Home Kolom Jejak Ponten Masa Mangkunegara VII

Jejak Ponten Masa Mangkunegara VII

Mangkunegara VII lahir pada tahun 1885. Perjalanan karir kebangsawanannya berbekal dengan serap pengalaman melalui blusukan langsung ke seantero Pulau Jawa. Aktivitas itu dilakukannya sebelum naik tahta pada tahun 1916 pada usia yang terbilang muda, yakni 15 tahun. Saat blusukan, Mangkunegara VII muda lebih suka secara incognito dan memakai nama alias “Soeparto” yang diambil dari nama lahir beliau, yaitu Soerjosoeparto.

Sesekali Mangkunegara VII muda menumpang kereta api kelas III saat keliling blusukan dilanjutkan dengan banyak berjalan kaki mengunjungi desa-desa. Sajian makanan yang dinikmatinya dalam perjalanan blusukan sekadarnya, terkadang ikut sajian pemberian penduduk. Apabila tak beruntung mendapat tumpangan menginap di rumah kepala desa, Mangkunegara VII muda menginap di rumah penduduk atau bahkan seringkali di pinggir jalan.
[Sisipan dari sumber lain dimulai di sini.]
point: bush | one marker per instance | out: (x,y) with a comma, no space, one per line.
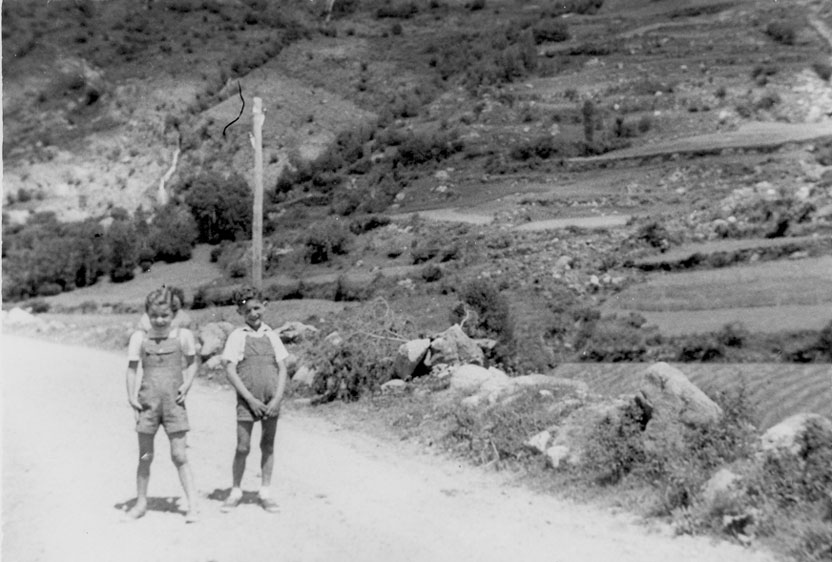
(39,306)
(493,317)
(371,333)
(423,148)
(47,252)
(823,69)
(550,30)
(49,290)
(401,10)
(326,239)
(782,32)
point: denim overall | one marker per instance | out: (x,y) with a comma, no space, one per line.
(259,373)
(161,379)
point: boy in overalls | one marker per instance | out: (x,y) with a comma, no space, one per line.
(158,395)
(256,368)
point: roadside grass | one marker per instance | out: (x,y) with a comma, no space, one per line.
(664,486)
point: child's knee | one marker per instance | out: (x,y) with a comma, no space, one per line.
(179,457)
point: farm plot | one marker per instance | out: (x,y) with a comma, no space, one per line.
(775,390)
(771,284)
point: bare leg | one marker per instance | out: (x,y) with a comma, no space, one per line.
(269,429)
(240,454)
(142,475)
(178,454)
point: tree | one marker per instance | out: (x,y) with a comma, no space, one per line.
(222,208)
(174,233)
(122,250)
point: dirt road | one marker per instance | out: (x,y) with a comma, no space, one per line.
(69,459)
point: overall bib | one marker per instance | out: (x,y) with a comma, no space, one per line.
(259,373)
(161,379)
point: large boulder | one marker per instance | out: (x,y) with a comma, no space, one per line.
(557,385)
(472,378)
(667,394)
(410,357)
(293,332)
(19,317)
(453,346)
(569,439)
(788,438)
(304,375)
(212,337)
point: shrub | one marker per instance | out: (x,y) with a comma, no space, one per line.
(401,10)
(588,112)
(701,348)
(326,239)
(49,289)
(615,448)
(782,32)
(423,148)
(368,223)
(823,69)
(493,316)
(550,30)
(654,234)
(39,306)
(363,361)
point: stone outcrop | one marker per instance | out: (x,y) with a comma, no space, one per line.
(453,346)
(295,332)
(788,438)
(410,357)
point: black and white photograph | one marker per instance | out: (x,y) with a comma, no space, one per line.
(416,281)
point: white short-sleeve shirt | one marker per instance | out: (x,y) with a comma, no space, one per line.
(186,343)
(235,345)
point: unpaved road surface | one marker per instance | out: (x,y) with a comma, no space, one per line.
(69,455)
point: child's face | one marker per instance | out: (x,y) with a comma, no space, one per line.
(160,317)
(252,312)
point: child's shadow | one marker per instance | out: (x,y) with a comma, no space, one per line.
(167,505)
(219,495)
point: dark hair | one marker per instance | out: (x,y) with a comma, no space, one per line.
(160,297)
(178,294)
(246,293)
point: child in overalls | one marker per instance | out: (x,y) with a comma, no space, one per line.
(157,396)
(256,368)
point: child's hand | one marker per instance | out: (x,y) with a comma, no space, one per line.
(257,407)
(182,393)
(272,409)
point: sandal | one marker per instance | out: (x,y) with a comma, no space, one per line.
(269,505)
(231,502)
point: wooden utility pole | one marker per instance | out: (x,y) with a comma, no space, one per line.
(257,217)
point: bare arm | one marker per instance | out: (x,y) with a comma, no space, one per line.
(188,375)
(133,380)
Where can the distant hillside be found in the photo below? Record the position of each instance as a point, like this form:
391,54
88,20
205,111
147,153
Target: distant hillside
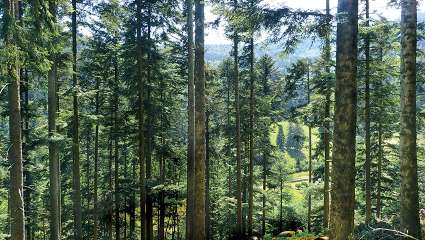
215,53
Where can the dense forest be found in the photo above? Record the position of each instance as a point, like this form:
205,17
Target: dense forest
119,122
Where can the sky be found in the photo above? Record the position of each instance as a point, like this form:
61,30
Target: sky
377,8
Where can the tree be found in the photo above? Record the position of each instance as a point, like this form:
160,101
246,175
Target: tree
76,191
367,119
343,164
200,149
54,165
409,201
191,122
16,201
238,127
141,116
326,127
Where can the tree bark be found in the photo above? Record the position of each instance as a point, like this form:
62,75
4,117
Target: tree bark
378,190
207,176
116,155
326,127
200,149
54,165
141,130
251,136
149,128
343,165
310,167
367,122
96,165
76,191
16,201
55,220
409,199
238,131
191,122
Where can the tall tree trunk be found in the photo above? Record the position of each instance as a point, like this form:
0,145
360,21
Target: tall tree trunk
96,165
55,220
310,167
326,126
191,123
251,137
367,122
378,188
116,154
28,180
141,127
110,200
161,227
16,201
76,191
281,206
149,128
238,131
200,151
245,186
125,150
344,153
229,152
207,182
88,173
409,199
263,220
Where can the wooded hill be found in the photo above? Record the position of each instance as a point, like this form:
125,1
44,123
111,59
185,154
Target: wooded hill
118,122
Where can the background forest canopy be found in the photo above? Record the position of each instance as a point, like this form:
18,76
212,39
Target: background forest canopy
123,119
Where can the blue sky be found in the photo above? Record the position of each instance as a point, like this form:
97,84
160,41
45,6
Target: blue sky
377,8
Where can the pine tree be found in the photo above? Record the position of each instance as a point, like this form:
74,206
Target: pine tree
343,164
16,201
409,203
200,150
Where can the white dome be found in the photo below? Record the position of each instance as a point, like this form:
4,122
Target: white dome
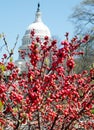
41,30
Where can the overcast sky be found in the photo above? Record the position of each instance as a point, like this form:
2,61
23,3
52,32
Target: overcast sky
16,15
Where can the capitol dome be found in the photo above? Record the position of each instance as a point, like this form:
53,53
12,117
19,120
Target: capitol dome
41,30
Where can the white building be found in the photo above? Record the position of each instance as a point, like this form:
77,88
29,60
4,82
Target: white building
41,30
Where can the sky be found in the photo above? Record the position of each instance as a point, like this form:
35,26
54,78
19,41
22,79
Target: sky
17,15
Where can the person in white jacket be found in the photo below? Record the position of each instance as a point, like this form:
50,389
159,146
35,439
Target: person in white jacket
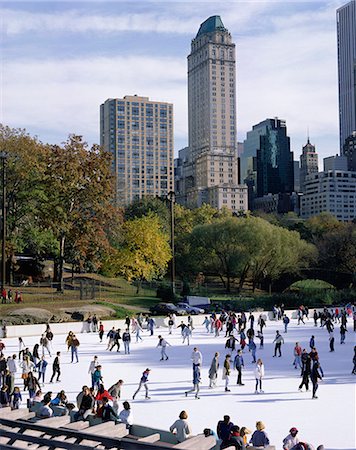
259,374
291,440
197,357
182,427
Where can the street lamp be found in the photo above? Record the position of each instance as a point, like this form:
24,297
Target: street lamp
171,197
3,157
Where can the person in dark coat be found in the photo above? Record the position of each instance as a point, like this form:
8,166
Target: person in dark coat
315,376
306,370
223,430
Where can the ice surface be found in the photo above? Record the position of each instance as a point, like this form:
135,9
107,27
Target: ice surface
329,420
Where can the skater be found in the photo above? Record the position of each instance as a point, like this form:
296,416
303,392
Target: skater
227,372
306,370
312,342
197,357
138,330
196,382
163,344
223,430
231,343
239,364
278,340
343,331
186,334
151,325
92,368
101,331
115,339
74,348
213,371
95,324
291,440
126,339
41,367
315,317
170,324
300,316
259,374
297,356
56,367
331,342
115,392
16,398
144,383
315,376
259,437
286,323
261,338
45,345
253,347
181,427
262,323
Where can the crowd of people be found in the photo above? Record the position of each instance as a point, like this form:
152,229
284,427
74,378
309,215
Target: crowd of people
240,331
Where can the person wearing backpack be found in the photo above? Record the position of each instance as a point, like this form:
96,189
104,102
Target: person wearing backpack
74,348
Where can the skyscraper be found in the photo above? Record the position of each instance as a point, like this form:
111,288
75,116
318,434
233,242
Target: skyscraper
308,163
211,168
269,144
346,41
139,134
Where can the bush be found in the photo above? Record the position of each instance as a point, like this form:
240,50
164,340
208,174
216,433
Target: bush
164,292
310,286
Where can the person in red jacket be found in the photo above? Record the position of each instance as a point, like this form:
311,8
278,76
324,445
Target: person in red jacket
102,392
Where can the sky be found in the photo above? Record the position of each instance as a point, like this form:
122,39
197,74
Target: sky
61,60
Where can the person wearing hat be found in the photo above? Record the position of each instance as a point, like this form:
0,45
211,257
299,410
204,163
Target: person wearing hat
259,437
143,382
291,440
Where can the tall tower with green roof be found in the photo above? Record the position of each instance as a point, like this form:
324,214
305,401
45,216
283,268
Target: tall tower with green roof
213,168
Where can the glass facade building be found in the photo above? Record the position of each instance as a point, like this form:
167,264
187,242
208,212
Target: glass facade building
139,134
346,43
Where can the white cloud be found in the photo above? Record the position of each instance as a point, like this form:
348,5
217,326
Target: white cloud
287,69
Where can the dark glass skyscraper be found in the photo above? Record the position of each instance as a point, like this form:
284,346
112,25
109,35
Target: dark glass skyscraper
346,43
274,161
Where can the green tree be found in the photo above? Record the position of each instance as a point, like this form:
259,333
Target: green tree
78,188
144,251
26,159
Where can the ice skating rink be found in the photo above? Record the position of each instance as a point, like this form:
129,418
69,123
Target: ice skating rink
329,420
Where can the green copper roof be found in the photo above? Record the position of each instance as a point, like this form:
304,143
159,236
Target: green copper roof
214,23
Pengembaraan itu membuat Soeparto melihat langsung dan mengenali wilayah-wilayah yang disinggahinya berikut kondisi masyarakat di dalamnya. Dia merasakan perasaan sebagian besar wong cilik. Di Demak, Mangkunegara VII muda menetap dan mendapat pekerjaan sebagai juru tulis, lalu mantri.

Saat menjadi mantri itulah Soeparto mengetahui kondisi kesehatan masyarakat yang tengah terkena wabah Kolera gelombang keenam (Historia, 2019). Pengalaman yang dia lihat di Demak membangun memorinya dan nyata memiliki tanda peristiwa ke dalam memorinya. Memori akan peristiwa wabah Kolera di Demak membuahkan monumen ingatan yang diejawantahkan dalam sebuah konsep bangunan luar biasa yang dibangun pada tahun 1939 di daerah yang sekarang secara administraif masuk kawasan Kelurahan Stabelan, Kecamatan Banjarsari, Kota Surakarta. Bangunan tersebut bernama Ponten, diserap dari kata Belanda, fontein, yang berarti air pancuran.

Bangunan Ponten saat ini masih bisa dikunjungi. Ponten dirancang oleh arsitek Belanda Thomas Karsten dengan memadukan gaya arsitektur modern dan tradisional. Bangunan ini tidak beratap dan tidak memiliki daun pintu, memiliki dua ruang di sisi kiri dan kanan. Untuk menuju dua ruang tersebut harus melewati gang yang menyerupai labirin. Setiap ruang memiliki tujuh kamar mandi kecil dengan kamar mandi besar di tengah.

Ruang sisi kanan memiliki sebuah toilet yang dipisahkan dengan dinding. Setiap ruang terhubung ke sumur yang terletak di luar bangunan. Di bagian depan ponten terdapat 3 kamar mandi kecil dan 1 buah kamar mandi besar dengan bak air berukuran 4 meter x 4 meter dalam ukuran ketinggian 1,5 meter. Limbah yang berasal dari Ponten ini dibuang langsung ke Sungai Pepe di dekatnya.

Terselip harapan dalam pembangunan Ponten yang memiliki fungsi sebagai tempat penduduk pribumi mandi, cuci, dan kakus. Penduduk tidak perlu melakukan aktivitas mandi, cuci, dan buang air kecil maupun besar di sungai lagi. Sistem pengelolaan limbah cair sejak dini mulai tergagas oleh langkah Mangkunegara VII ini. Pengelolaan sungai menjadi salah satu prioritas dari Mangkunegara VII.

Kita perlu belajar dari langkah Mangkunegara VII dalam hal pembangunan Ponten sebagai sebuah penanda peristiwa dan membangun memori dalam rangkaian upaya pemecahan masalah publik, salah satunya dalam persoalan gelombang pandemi Covid-19 yang belum kita ketahui kapan usainya. Penanganan Covid-19 harus menggunakan cara dengan mengubah habitus. Habitus merupakan "struktur mental atau kognitif" yang digunakan individu untuk menghadapi dunia sosial. Individu pada dasarnya dibekali serangkaian skema dan pola yang dengannya ia merasakan, memahami, menyadari, menilai dan mengevaluasi dunia sosial, masyarakat dan orang lain, bahkan habitus membentuk gaya hidup individu atau kelas (Bourdieu, 1984).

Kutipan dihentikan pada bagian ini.